Historic district in Massachusetts, United States

The East Cambridge Historic District encompasses the historic center of East Cambridge, Massachusetts. It includes the major buildings that were built to house county services for Middlesex County beginning in the 1810s, and a cluster of largely vernacular Greek Revival worker housing located west of the county complex on Otis, Thorndike, Spring, and Sciarappa Streets. The district was listed on the National Register of Historic Places in 1983.

==Description and history==
Before the turn of the 19th century, the East Cambridge area was historically isolated from the rest of Cambridge by marshy land. The first organized development attempt, made by the Lechmere Point Corporation, began around that time and resulted in the layout of a rectilinear street grid in the area. It was the first planned land use of its type in the Boston area. The area's growth was the result of two key decisions: the first was a grant of land to the county for new facilities; the second was the establishment of the New England Glass Company, which spurred both residential construction and industrial development.

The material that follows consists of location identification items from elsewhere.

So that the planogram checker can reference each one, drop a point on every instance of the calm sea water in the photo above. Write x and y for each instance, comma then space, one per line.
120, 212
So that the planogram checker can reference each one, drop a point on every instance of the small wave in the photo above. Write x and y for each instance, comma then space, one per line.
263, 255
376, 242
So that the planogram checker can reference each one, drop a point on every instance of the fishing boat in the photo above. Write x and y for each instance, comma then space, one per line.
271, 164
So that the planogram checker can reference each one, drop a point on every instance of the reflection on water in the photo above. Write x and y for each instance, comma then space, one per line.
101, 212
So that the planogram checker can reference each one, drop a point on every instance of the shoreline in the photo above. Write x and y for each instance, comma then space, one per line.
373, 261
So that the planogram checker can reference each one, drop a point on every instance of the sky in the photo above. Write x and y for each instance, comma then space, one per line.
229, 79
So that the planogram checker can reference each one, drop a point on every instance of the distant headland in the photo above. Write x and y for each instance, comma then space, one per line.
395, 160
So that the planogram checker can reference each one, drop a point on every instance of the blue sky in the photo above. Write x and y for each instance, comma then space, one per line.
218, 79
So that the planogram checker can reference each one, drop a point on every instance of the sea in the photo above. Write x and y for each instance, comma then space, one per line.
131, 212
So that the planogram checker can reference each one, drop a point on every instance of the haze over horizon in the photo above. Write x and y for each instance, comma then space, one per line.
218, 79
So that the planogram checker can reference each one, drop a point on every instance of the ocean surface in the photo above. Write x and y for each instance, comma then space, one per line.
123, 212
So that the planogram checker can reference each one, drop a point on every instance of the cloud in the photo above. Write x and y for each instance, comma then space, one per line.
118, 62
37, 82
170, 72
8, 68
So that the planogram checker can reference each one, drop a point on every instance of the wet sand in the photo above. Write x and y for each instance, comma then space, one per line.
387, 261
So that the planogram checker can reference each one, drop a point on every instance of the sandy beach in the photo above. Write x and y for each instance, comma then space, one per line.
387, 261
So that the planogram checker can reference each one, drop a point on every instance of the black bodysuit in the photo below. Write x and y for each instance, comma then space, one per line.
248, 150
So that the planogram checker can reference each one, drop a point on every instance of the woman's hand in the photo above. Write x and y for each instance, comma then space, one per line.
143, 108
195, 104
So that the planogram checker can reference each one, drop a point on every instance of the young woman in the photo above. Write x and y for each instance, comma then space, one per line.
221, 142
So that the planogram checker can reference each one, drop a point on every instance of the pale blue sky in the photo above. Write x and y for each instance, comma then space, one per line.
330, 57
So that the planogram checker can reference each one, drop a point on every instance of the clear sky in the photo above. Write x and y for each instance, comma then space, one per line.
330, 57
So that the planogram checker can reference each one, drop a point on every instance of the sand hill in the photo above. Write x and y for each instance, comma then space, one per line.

Major landmarks from the early years of East Cambridge's development are an 1827 Federal-style church, built as a Congregational church and based on an Asher Benjamin design, and the Charles Bulfinch-designed county courthouse, which has been surrounded by a complex of sympathetically-designed buildings that include the brick Queen Anne Putnam School. The major surviving industrial facility in the district is the Davenport factory, bounded by Otis, Thorndike, and First Streets, in which a high-profile furniture manufacturer operated into the 20th century.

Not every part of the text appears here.